Un tempo si facevano manifestazioni oceaniche contro le guerre adesso ci si indigna sterilmente sui social network, barricati in casa come il “grande fratello massonico” desidera per controllare e instillare la paura. La finzione (funzione) dei social-network ci rende tutti protagonisti singolarmente e inutilmente, ma impedisce proditoriamente che una sana consapevolezza individuale evolva in consapevolezza collettiva e solidale per far valere così, nell’unico modo possibile, ogni rivendicazione sociale: la pace, il lavoro su tutti.
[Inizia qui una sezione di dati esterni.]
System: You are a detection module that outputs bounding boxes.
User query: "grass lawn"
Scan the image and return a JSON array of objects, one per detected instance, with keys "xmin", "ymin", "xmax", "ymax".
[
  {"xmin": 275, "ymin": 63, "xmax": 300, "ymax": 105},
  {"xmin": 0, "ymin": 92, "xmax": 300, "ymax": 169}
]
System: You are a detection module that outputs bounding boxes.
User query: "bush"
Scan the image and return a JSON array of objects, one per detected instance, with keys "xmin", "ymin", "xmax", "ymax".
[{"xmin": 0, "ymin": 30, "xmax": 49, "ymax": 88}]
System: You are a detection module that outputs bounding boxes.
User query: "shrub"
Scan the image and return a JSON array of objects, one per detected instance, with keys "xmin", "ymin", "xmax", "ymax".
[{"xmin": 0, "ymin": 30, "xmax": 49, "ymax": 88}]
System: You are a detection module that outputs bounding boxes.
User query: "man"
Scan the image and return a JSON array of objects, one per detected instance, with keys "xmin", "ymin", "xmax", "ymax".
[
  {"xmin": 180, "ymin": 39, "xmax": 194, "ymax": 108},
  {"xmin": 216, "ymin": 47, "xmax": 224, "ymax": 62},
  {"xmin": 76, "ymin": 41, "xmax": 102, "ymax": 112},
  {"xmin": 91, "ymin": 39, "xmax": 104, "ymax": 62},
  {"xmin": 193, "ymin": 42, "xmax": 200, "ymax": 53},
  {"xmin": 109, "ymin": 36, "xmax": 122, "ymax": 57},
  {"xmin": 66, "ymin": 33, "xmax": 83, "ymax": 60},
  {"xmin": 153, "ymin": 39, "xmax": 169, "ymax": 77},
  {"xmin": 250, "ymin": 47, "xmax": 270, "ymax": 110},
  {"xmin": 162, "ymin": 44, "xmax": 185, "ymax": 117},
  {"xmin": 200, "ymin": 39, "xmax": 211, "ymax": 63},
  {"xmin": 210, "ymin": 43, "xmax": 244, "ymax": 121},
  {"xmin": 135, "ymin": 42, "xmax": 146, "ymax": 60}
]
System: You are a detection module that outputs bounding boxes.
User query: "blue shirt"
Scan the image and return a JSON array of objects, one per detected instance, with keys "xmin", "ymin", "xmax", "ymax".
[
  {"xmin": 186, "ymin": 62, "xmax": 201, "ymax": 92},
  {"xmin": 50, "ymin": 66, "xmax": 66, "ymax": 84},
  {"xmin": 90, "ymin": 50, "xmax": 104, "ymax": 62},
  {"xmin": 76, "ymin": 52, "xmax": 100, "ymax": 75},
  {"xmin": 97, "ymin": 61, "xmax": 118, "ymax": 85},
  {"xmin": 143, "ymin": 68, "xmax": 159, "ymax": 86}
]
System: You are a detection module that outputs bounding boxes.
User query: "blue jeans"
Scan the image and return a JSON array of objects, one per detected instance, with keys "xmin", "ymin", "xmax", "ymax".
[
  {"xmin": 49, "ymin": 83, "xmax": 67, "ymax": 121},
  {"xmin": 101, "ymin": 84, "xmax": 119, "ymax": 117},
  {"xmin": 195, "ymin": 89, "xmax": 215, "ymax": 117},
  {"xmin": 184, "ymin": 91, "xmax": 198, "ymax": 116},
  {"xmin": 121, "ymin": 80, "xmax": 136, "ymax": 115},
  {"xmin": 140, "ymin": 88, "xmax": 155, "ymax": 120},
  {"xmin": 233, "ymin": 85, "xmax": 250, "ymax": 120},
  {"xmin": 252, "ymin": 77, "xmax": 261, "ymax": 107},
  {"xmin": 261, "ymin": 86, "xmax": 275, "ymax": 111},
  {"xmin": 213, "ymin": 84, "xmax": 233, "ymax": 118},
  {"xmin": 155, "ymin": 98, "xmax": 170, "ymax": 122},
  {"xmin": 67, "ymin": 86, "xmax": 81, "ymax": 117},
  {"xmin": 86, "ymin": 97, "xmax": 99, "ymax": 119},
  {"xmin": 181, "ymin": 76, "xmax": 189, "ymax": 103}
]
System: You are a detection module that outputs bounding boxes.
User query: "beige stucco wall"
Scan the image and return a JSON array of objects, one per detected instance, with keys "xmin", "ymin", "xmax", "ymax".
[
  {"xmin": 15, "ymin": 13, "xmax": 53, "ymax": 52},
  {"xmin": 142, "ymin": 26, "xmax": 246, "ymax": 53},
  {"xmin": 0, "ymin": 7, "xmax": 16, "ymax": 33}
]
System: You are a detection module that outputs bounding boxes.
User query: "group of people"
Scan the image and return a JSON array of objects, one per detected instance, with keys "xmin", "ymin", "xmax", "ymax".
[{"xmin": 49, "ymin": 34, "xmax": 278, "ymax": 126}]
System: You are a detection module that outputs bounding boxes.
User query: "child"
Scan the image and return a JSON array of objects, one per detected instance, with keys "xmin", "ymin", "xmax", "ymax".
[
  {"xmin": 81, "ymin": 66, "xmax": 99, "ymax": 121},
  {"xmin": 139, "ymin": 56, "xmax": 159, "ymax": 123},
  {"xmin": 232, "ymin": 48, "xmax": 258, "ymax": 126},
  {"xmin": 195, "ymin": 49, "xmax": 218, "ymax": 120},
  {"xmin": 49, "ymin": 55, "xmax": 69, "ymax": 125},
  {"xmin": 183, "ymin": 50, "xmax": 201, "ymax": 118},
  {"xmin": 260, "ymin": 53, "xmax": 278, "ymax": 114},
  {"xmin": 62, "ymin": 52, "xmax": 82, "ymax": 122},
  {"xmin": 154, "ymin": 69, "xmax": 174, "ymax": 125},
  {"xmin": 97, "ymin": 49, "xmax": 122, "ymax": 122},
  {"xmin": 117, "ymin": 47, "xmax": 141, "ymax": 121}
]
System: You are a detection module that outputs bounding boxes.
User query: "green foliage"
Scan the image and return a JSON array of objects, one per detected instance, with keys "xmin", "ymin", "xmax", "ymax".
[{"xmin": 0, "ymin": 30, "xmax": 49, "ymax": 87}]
Le cose rimarranno uguali, anzi peggioreranno se non ci si oppone ai poteri dominanti, ai signori della guerra, con una strenua lotta di classe internazionalista e con l’organizzazione politico-sindacale. Ma per fare questo c’è bisogno di un fattore soggettivo, unitario e unificante; un partito dei lavoratori e delle lavoratrici, dei disoccupati e delle disoccupate, degli studenti e delle studentesse, un partito comunista; un solo partito comunista, nel solco delle elaborazioni marxiste e dialettiche di Gramsci, Togliatti, Longo e Berlinguer; che elabori una strategia attuale per riportare, attraverso l’unità e non il settarismo e il “codismo”, le masse proletarie protagoniste, e non più subalterne al grande capitale, nel dibattito politico, nazionale ed europeo, per così traghettarle verso un’altra idea di mondo possibile, realizzabile, necessaria: il socialismo-comunismo.
Le “sirene” dei media avvisano, di stare in casa, perché uno dei prossimi obiettivi del terrorismo globalizzato sarà l’Italia. Non ascoltiamole! Non lasciamoci intorpidire mente e cuore. Scendiamo in piazza e gridiamo forte il nostro no ad una disumana terza guerra globale capitalistica. Insieme siamo più forti e consapevoli. <<I proletari non hanno niente da perdere se non le proprie catene ed hanno un mondo da guadagnare!>> Proletari di tutto il mondo unitevi!